Dr Verbeek correctly mentioned that we have chosen to predict hearing level rather than hearing loss. This choice was taken due to the fact that the hearing level is what guides the decisions in occupational examinations. However, from a more fundamental perspective, hearing loss would definitely be the more important parameter to predict. Especially if workers with previous noise exposure and some hearing deterioration are concerned, it is of importance to predict future development of hearing loss under continued noise exposure. Indeed, in the regression analysis summarised in table 2 of our article,2 baseline hearing level had a significant relationship to the hearing level at end of follow-up.

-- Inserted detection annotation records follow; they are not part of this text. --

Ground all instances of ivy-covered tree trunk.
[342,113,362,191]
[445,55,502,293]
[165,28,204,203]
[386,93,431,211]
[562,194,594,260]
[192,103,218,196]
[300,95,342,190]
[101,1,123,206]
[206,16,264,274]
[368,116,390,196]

In order to address the issue brought up by Dr Verbeek, we analysed the data with hearing loss as the outcome variable. The results are shown in table 1. It can be seen that the TTS at 4 kHz from test exposure is also a highly significant predictor of hearing loss. The correlation is even stronger as compared to that reported for hearing level at end of follow-up. Also noise years remained statistically significant with little change in regression coefficient. However, the coefficients for hearing protector use became smaller and were no longer statistically significant. Inspection of the correlation between hearing protector use, baseline levels and hearing loss revealed that baseline levels already had a negative correlation with hearing protector use. Workers that tended to less frequent use had higher baseline levels (higher pre-exposure hearing loss), indicating that they had more noisy leisure time activities (because at the initial test they were apprentices without previous occupational noise exposure).

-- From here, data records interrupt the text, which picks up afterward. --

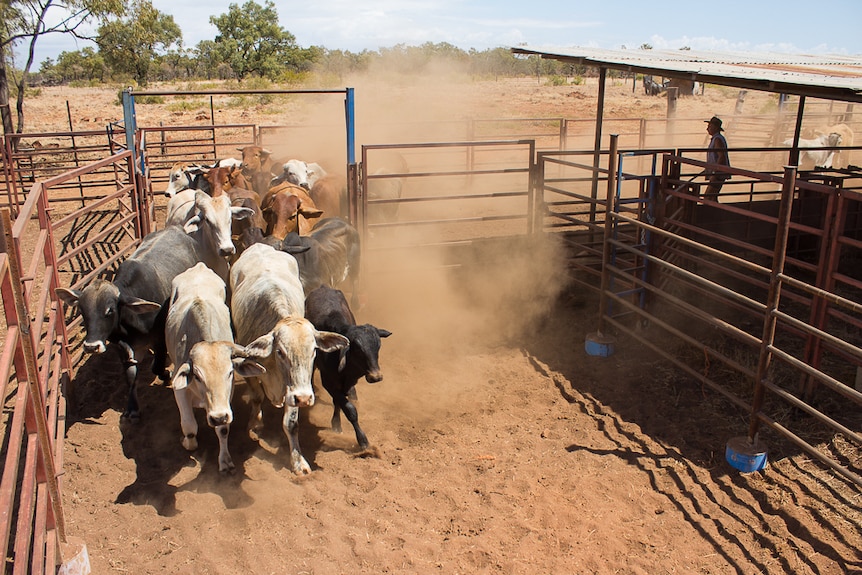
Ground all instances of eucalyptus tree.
[96,0,183,86]
[210,0,319,82]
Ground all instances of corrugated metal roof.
[512,46,862,102]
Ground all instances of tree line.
[0,0,587,133]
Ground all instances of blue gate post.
[344,88,356,165]
[123,86,152,234]
[123,88,138,166]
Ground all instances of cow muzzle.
[207,412,233,427]
[286,392,314,407]
[84,340,106,353]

Overall the reanalysis of our data demonstrates that TTS from test exposure also predicts hearing loss as well as hearing level.

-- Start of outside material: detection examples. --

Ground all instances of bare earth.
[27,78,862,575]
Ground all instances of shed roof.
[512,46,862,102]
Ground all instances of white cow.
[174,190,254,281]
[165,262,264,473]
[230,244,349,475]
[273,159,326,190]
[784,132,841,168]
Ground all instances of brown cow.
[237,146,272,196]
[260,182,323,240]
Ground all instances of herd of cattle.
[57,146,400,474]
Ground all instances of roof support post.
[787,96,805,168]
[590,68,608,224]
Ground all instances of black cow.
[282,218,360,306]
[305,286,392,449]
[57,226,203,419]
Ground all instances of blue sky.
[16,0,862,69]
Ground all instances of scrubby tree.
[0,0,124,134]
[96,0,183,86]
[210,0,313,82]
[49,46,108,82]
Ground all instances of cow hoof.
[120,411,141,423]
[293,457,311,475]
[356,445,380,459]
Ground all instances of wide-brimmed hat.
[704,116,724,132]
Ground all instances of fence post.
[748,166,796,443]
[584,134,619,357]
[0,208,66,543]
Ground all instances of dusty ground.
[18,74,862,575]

While we concur with the assessment of Henderson et al,3 mentioned by Dr Verbeek, that in general TTS as predictor of hearing loss cannot be advocated, we maintain that the specific test we proposed, that is, to consider the TTS peak at 4 kHz that occurs quite independently of exposure frequency, is suitable to assess susceptibility to NIHL.
Of course, every noise exposure, including an exposure from a 20 min TTS test, can have consequences on the integrity of the auditory system. But compared to the years of occupation in noisy occupational settings with hours of daily exposure, we do not think it unethical to perform such a TTS test that may prove useful in individual counselling. In our opinion it is more persuasive evidence to the individual worker if his or her reaction to the exposure can be used during instructions about hearing protector use and health risks of noise exposure as compared to general information only.
Competing interests None.
Provenance and peer review Not commissioned; internally peer reviewed.